Huurwaarde in % van de omzet

Het is in “horecaland” vrij gebruikelijk om de huurprijs te toetsen aan de omzet. Deze methode wordt de bedrijfseconomische huurwaarde genoemd (of draaghuur). Ik wordt vaak gebeld door collega (bedrijfs- of woning)makelaars die mij vragen wat een norm/normaal percentage is voor een horecabedrijf. Dat is natuurlijk niet zomaar te zeggen en verschilt enorm per bedrijf en zelfs voor dezelfde bedrijven kan het nog verschillen.
Ik antwoord wel eens: “dat ligt tussen de 6 en 30%”, “ja daar heb ik niets aan!” is het antwoord dan. Logisch, alleen de vraag is zo algemeen dat ik er een algemeen antwoord op geef.

Naar mijn mening hangt de hoogte van het percentage samen met de brutowinst (omzet minus inslag) dat voor het type bedrijf “normaal” is; hoe hoger de brutomarge, hoe hoger het percentage.

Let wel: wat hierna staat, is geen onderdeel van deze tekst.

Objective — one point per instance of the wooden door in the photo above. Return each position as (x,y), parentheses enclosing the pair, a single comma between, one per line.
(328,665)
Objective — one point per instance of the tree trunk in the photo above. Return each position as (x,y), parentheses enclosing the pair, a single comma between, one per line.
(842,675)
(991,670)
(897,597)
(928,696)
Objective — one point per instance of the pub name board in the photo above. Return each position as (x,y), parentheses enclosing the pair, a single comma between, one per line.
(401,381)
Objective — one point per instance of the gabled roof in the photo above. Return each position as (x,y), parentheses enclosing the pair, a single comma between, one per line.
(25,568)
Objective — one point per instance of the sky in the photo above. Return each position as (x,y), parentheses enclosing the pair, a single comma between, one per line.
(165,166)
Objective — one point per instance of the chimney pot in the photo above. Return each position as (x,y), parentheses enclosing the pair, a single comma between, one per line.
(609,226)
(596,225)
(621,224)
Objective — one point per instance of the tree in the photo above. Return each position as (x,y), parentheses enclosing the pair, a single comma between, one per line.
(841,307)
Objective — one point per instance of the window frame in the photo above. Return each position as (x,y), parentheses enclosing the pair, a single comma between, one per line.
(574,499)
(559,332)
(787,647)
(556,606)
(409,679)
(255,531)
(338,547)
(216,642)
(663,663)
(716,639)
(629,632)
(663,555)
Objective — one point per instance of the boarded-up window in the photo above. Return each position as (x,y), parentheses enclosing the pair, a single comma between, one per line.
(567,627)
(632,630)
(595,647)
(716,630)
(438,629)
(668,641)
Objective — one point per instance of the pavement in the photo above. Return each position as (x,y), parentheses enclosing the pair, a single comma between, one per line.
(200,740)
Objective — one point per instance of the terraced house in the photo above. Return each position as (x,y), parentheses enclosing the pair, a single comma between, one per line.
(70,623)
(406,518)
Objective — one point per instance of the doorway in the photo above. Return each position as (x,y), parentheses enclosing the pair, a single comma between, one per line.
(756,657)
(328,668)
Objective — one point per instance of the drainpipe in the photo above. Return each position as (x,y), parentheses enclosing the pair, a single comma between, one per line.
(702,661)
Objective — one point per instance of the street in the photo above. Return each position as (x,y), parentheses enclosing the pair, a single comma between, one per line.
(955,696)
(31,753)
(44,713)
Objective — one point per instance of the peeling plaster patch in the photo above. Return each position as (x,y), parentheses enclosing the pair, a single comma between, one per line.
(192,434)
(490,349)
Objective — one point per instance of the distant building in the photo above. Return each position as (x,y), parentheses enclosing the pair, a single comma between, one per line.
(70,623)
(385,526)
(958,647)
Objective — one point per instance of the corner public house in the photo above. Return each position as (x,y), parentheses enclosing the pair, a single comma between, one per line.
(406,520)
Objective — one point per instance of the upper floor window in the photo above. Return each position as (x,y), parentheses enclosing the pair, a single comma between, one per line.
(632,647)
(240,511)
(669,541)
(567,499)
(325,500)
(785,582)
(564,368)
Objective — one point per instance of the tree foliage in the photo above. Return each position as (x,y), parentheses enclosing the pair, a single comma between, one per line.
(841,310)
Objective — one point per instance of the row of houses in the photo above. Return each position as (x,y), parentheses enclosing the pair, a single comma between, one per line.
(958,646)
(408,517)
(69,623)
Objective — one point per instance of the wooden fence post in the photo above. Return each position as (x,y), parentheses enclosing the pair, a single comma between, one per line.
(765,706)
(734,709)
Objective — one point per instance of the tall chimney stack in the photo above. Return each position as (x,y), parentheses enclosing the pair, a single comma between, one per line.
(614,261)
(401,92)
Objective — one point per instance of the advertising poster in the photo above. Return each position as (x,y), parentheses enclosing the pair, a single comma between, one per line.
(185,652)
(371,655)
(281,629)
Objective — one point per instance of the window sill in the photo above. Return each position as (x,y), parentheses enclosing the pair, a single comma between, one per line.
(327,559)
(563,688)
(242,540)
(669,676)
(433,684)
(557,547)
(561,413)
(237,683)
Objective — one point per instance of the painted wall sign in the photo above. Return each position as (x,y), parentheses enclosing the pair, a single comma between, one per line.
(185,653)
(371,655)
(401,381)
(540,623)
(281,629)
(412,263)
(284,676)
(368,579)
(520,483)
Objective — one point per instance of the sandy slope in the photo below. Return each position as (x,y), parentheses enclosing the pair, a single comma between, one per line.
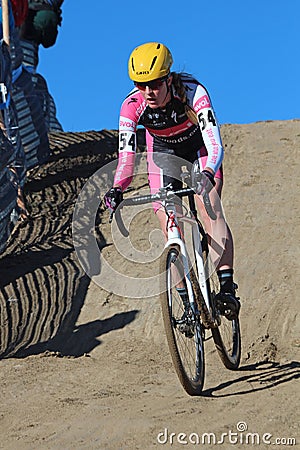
(85,368)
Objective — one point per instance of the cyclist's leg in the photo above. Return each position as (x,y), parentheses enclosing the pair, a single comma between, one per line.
(220,240)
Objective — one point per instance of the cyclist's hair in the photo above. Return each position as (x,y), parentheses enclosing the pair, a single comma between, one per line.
(180,91)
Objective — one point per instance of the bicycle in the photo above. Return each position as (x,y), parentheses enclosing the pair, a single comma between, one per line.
(186,324)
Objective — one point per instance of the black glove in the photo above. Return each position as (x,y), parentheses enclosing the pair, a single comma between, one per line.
(205,183)
(113,198)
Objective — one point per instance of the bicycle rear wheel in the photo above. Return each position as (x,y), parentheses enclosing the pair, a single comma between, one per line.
(182,325)
(227,335)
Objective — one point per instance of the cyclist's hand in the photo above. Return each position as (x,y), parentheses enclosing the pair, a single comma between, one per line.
(113,198)
(205,183)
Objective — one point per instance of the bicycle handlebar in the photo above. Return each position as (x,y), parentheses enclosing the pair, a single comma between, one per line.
(162,195)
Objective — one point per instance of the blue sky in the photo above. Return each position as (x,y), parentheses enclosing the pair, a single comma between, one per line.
(245,53)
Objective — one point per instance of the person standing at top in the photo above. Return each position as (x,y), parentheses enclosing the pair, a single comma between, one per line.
(177,113)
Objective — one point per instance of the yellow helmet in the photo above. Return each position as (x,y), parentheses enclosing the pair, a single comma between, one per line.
(149,61)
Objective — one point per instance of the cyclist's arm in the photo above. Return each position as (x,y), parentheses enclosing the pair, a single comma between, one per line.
(129,116)
(209,128)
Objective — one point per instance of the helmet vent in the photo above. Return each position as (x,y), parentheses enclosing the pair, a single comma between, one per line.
(153,62)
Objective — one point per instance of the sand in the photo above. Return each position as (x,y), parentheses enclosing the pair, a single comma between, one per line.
(87,368)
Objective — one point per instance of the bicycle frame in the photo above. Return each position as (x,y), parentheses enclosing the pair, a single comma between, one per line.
(175,238)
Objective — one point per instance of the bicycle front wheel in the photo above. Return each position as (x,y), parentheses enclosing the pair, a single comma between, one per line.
(182,325)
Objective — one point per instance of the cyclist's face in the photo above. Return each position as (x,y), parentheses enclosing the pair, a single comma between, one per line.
(158,95)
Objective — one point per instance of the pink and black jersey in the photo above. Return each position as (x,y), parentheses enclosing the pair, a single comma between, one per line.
(169,130)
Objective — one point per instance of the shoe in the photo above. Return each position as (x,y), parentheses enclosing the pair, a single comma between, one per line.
(228,304)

Bijvoorbeeld een hotel met alleen maar omzet logies (geen f&b) heeft een hele hoge brutomarge, daarom kan dat bedrijf soms wel 35-40% van de omzet “verhuren”. Een specialiteitenrestaurant met een brutomarge van 65% kan soms maar 6-7% huur betalen om nog kostendekkend te zijn.
Koffiezaken en zaalverhuurbedrijven kunnen ook hogere huren betalen (dan de algemene 8-10%) door hogere brutowinsten.
 
Natuurlijk is het ook belangrijk welke omzet er als basis gehanteerd wordt. Een verhuurder zal zeggen dat de omzet te laag is voor zijn huur en een ondernemer zal de huur te hoog vinden ten opzichte van zijn/haar omzet.

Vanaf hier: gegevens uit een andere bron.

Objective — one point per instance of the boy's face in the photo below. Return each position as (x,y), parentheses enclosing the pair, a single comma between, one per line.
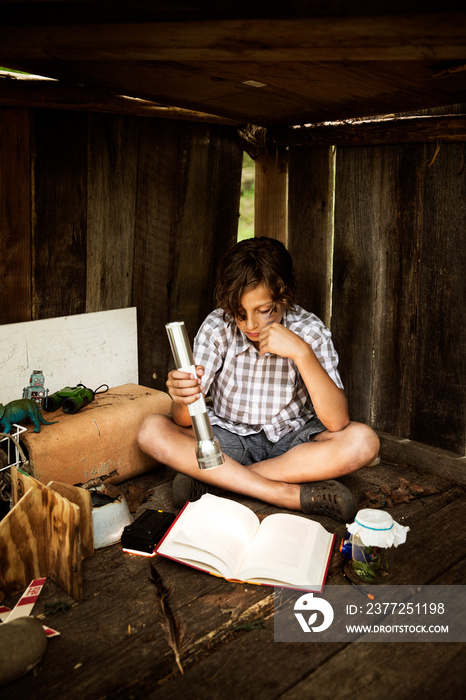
(258,311)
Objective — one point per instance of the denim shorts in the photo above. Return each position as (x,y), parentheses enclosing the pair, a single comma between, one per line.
(248,449)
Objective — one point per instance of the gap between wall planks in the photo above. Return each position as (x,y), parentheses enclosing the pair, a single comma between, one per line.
(398,292)
(310,227)
(188,201)
(15,215)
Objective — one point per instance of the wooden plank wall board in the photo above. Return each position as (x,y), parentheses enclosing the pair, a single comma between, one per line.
(398,290)
(206,223)
(189,183)
(374,272)
(310,226)
(111,205)
(15,215)
(439,402)
(158,162)
(60,213)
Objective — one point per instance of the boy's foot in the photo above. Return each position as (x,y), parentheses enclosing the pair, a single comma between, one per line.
(185,488)
(328,498)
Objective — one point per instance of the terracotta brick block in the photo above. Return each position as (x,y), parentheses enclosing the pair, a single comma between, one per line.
(98,441)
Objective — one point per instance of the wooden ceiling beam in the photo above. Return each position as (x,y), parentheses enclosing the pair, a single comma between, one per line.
(51,94)
(384,131)
(434,37)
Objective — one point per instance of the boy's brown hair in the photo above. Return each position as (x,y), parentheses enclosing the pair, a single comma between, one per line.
(252,262)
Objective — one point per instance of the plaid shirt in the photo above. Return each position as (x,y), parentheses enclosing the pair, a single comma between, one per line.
(252,392)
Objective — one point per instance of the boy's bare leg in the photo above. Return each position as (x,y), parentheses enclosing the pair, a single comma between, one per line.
(174,446)
(275,480)
(331,456)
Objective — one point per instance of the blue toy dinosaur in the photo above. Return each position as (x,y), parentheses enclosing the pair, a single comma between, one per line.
(16,411)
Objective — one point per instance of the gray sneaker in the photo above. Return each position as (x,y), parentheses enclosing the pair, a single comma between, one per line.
(328,498)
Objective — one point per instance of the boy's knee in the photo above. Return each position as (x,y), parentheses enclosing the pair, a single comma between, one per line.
(367,444)
(151,432)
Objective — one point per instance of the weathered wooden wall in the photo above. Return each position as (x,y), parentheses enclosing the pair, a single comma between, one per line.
(397,299)
(107,211)
(103,211)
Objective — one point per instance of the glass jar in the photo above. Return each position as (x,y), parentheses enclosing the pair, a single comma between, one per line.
(372,538)
(371,564)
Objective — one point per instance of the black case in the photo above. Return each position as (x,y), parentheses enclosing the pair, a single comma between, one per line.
(147,530)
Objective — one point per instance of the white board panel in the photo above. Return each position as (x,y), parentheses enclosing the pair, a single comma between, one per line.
(90,349)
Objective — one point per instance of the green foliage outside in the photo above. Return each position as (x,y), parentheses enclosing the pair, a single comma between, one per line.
(246,210)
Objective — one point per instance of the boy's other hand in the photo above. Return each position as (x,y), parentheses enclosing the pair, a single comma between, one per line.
(279,340)
(184,388)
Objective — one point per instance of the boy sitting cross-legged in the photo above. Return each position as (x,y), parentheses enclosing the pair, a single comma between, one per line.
(278,409)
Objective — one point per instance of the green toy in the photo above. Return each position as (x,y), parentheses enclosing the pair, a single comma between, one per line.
(16,411)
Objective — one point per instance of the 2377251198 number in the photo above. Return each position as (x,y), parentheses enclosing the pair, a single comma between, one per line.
(405,608)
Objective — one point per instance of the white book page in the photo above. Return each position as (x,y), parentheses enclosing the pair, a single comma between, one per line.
(214,531)
(288,549)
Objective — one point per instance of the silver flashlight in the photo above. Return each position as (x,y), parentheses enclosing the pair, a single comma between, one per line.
(208,452)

Bij huurprijsherzieningen (zogeheten 303 aanpassing) is een omzetmotief niet bepalend voor het vaststellen van de nieuwe huurprijs, maar de wettelijke vergelijking van andere huurprijzen ter plaatse.
 
Bovenstaande zijn geen algemeenheden, maar leidraden, er zijn nog enkele factoren die het percentage kunnen beïnvloeden.  Belangrijk is dat een huurwaarde taxatie wordt uitgevoerd door een ter zake kundige makelaar, dus het liefst een horecamakelaar die de exploitatiemogelijkheden kan inschatten.